What is Protected Health Information (PHI)?
Today, the term protected health information (PHI) refers to personally identifiable healthcare data generated and maintained by healthcare providers. This information is also created, stored, and maintained under the strict observance of standards set by the Health Insurance Portability and Accountability Act (HIPAA) to maintain confidentiality. This information can also include a complete summary of patient’s medical history, the type of pharmacological or non-pharmacological intervention prescribed and relevant payment information.
What are privacy, security, and confidentiality?
Existing codes and standards, such as HIPAA, were formulated as novel policy measures designed to address relevant issues such as privacy, security, and confidentiality concerns often associated with the integration of technology in healthcare. Privacy refers to the individual right to access, store and protect one’s private information. One of the most common privacy concerns present today in healthcare is the unauthorized access of patient’s medical records, usually stored in the form of electronic data (Thieme, 2016). Security, on the other hand, refers to relevant contingency measures undertaken with the sole aim of ensuring of protecting data and may include passwords for devices containing patient’s medical records. Confidentiality, on the other hand, is a healthcare provider’s personal and professional obligation to keep patients’ medical information private.
Importance Of Interdisciplinary Collaboration To Safeguard Sensitive Electronic Health Information
Interdisciplinary collaboration can also serve as one of the most important tools in protecting patients’ private data and safeguarding the integrity of sensitive electronic health information. This is necessary today given the level of sophistication witnessed recently among cyber criminals and the subsequent implications of data loss. Interdisciplinary collaboration, therefore, creates a feasible system where each member of the healthcare team has a comprehensive understanding of their roles and responsibilities. It is often a product of collaborative efforts between nursing, medicine, and information technology (IT) to guarantee the integration of relevant administrative and technical safeguards.
What Evidence Relating To Social Media Usage And Protected Health Information Do Interprofessional Team Members Need To Be Aware Of?
Healthcare professionals must also always remain conscious of social media use and PHI, especially since it can lead to the termination of a practitioner in the case of inappropriate use. This level of awareness always ensures that they are always aware of the potential risks and implications of inappropriate social media use, especially as it related to PHI. A recent study by the Journal of Medical Internet Research now indicates that over 60 % of healthcare professionals working today have reported witnessing inappropriate social media behavior (Menkus, 2017). This reality has now prompted leading healthcare institutions to impose strict codes relating to PHI, resulting in the termination of nurses who happen to engage in the inappropriate sharing of patient data on social media.
How many nurses have been terminated for inappropriate social media use in the United States?

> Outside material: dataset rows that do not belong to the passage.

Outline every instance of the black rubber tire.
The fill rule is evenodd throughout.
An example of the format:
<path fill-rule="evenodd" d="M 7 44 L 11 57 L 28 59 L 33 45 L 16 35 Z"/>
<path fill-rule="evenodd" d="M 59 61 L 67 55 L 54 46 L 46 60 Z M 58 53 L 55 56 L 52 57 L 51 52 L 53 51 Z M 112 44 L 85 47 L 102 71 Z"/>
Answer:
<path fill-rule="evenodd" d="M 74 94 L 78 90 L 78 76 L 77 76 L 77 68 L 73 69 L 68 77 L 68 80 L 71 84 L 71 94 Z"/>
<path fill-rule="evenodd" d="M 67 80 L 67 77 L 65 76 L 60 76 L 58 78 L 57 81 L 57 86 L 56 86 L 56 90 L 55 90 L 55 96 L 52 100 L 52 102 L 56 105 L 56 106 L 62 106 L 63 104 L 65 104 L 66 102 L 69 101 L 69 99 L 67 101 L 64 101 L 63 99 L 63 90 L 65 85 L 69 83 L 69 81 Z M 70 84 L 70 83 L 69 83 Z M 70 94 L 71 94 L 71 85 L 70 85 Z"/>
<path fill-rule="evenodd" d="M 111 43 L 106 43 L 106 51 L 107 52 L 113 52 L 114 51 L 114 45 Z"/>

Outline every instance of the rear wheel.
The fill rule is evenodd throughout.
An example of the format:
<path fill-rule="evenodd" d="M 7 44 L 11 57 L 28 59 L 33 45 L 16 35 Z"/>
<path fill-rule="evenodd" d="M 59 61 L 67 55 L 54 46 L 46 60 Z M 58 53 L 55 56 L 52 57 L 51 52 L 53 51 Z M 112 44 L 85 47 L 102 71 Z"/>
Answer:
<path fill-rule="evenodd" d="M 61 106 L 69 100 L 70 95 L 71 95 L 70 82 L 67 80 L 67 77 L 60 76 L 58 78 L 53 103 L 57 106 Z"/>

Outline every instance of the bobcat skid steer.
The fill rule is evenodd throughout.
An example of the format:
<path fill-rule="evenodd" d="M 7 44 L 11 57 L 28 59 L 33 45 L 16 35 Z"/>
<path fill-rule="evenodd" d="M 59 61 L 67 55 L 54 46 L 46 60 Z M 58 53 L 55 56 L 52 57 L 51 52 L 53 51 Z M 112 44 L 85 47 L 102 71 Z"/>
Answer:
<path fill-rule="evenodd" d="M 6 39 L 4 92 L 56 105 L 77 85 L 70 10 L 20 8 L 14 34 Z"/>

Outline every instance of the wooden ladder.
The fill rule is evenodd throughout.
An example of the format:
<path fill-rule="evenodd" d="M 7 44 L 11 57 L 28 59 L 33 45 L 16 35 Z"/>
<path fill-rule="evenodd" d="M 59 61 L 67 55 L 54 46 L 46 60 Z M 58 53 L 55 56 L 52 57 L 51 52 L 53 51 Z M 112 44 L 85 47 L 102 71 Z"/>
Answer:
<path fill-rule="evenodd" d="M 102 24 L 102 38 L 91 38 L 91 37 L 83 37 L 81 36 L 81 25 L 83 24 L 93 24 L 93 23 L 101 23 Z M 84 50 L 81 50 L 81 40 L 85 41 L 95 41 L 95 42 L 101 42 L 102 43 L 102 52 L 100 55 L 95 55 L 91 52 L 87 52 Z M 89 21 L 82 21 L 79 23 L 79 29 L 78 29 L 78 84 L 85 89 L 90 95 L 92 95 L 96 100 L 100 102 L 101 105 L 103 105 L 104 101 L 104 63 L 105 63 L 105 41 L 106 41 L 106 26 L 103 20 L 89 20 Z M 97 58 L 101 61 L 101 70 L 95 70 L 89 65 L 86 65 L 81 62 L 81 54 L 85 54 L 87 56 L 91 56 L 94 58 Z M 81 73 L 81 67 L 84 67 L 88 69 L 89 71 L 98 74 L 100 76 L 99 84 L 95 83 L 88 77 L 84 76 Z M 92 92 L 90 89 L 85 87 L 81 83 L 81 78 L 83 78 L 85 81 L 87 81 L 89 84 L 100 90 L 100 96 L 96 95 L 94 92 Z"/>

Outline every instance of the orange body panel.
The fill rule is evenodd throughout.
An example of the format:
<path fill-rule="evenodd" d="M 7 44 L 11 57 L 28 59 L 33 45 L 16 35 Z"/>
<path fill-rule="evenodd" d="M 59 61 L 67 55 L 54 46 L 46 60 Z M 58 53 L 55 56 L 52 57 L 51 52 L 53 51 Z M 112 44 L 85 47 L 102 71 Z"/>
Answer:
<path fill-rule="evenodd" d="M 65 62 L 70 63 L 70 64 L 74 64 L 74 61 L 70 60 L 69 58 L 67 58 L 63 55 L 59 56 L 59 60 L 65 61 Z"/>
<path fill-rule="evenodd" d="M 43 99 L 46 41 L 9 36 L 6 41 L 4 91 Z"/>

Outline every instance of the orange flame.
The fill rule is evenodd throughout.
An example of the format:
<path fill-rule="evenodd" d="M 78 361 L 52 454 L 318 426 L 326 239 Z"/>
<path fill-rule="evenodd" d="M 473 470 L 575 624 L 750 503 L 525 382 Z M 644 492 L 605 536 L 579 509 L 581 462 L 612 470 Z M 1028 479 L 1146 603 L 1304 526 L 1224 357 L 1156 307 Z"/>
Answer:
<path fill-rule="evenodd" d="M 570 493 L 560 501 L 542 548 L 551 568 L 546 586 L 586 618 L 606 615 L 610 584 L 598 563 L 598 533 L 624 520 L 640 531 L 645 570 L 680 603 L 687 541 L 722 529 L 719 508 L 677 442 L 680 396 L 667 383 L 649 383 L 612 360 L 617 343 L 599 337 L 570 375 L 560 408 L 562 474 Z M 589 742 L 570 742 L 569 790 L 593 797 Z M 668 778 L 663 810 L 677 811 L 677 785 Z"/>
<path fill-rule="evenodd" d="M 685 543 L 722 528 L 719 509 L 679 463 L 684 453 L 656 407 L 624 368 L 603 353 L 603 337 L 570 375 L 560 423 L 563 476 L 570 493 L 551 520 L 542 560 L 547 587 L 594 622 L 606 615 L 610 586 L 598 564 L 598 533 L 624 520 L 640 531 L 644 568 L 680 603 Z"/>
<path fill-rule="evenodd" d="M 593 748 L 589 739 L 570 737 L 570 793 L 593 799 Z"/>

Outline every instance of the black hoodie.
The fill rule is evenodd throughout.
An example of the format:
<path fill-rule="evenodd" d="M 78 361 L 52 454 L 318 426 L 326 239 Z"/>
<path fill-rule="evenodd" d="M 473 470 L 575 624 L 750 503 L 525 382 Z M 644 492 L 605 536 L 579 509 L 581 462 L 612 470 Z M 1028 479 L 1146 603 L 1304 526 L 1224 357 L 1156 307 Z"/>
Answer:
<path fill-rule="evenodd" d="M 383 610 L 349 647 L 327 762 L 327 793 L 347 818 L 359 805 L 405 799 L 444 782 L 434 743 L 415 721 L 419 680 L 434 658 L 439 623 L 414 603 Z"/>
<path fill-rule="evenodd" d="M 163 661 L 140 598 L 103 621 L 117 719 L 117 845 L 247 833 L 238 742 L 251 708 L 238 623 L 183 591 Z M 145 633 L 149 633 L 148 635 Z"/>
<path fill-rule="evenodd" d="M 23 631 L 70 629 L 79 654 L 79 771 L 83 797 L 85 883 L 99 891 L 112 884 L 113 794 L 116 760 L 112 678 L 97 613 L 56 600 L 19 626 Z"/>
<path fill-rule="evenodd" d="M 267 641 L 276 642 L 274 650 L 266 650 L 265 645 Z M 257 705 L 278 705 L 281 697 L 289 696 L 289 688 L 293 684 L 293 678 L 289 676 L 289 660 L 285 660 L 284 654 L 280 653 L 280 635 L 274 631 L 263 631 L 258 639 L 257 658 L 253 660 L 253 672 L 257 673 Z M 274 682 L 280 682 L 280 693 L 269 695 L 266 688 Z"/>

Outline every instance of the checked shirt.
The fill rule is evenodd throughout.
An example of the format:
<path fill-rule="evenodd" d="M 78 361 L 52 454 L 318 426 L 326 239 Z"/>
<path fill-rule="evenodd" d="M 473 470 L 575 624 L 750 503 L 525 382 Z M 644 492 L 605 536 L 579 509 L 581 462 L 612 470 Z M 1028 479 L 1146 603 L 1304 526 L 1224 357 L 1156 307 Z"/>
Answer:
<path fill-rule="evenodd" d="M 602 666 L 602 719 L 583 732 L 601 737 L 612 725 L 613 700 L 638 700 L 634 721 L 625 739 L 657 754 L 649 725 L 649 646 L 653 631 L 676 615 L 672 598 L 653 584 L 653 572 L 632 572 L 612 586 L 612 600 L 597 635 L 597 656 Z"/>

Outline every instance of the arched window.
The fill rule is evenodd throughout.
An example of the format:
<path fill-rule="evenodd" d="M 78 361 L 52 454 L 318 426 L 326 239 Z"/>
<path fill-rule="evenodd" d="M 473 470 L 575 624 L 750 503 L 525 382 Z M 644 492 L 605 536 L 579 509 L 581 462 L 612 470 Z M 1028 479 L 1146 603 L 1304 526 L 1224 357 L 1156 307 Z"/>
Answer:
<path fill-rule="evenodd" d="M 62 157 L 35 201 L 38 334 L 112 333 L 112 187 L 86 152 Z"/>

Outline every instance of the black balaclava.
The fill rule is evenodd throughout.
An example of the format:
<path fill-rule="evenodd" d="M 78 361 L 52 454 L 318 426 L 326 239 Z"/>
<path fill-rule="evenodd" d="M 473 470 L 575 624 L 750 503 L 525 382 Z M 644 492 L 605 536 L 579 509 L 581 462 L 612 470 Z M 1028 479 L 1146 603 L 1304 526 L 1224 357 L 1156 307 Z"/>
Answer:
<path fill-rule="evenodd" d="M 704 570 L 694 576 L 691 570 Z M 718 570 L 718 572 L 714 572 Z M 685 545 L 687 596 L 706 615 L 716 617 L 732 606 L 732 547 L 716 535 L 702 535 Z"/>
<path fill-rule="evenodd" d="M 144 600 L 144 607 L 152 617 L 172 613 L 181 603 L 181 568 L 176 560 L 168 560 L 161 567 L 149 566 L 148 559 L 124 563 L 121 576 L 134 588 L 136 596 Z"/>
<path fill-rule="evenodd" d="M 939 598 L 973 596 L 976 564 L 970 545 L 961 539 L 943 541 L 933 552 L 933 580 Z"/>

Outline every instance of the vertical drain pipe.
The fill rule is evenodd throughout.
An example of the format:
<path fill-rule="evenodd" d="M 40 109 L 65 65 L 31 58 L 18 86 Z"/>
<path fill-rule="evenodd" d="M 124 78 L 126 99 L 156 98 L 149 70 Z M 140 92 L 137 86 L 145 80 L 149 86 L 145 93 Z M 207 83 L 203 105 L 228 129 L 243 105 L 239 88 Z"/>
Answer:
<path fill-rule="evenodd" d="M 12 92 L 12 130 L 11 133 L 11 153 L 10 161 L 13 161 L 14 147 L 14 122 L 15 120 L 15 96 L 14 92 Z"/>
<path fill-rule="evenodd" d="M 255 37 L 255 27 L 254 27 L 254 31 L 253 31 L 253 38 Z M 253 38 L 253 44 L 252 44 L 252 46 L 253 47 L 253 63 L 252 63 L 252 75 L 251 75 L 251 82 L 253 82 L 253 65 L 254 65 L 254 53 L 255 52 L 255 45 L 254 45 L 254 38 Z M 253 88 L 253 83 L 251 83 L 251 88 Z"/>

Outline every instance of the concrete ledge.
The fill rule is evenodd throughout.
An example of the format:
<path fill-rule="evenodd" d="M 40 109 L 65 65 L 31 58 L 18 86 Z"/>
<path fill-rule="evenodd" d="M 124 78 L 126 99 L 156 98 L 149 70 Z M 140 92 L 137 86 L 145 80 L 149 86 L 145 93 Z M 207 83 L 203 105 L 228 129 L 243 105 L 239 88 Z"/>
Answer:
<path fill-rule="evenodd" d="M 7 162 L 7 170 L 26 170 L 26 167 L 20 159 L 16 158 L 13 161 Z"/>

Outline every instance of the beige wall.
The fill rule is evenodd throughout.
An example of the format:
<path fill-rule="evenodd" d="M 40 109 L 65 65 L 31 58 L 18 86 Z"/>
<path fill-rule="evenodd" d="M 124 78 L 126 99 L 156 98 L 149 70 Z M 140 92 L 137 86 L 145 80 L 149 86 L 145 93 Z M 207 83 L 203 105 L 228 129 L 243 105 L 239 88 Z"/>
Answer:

What types of sanctions have health care organizations imposed on interdisciplinary team members who have violated social media policies? What have been the financial penalties assessed against health care organizations for inappropriate social media use? What evidence-based strategies have health care organizations employed to prevent or reduce confidentiality, privacy, and security breaches, particularly related to social media usage?
At the present moment, health care organizations have moved to impose a set of distinct sanctions on interdisciplinary team members who happen to violate social media policies. The sanctions typically vary from one healthcare organization to another but are almost exclusively dependent upon the frequency and severity of the said violation (Kindt, 2013). This process may often begin with the issuing of verbal or written warnings to offenders to inform them of their PHI and the risk of suspension or termination if such behavior persists. Repeat offenders may then face possible termination or suspension if they continue to breach standard policies on patient privacy and other ethical violations. They may also face legal action for this type and, if convicted, may be required to pay fines or also face criminal charges if their actions brought upon direct harm to the patient.
Healthcare organizations have recently resorted to the integration of evidence-based practice (EBP) solutions to prevent inappropriate social media use in relation to Protected Health Information. This is especially relevant considering the massive financial penalties imposed against health care organizations for inappropriate social media use within the clinical environment. Although the fining of health care organizations for inappropriate social media news is not new, the actual penalty may vary depending on the circumstances of each case. For instance, in 2019 the then Office for Civil Rights (OCR) fined a hospital $2.2 million for sharing patient’s Protected Health Information on social media without their consent and the necessary safeguards (HHS, 2020). Today, the most common EBP strategies employed by health care organizations to safeguard patients’ PHI. These include the creation and implementation of robust rules and regulations guiding social media use among clinical staff and a clear outline of consequences for any such violations.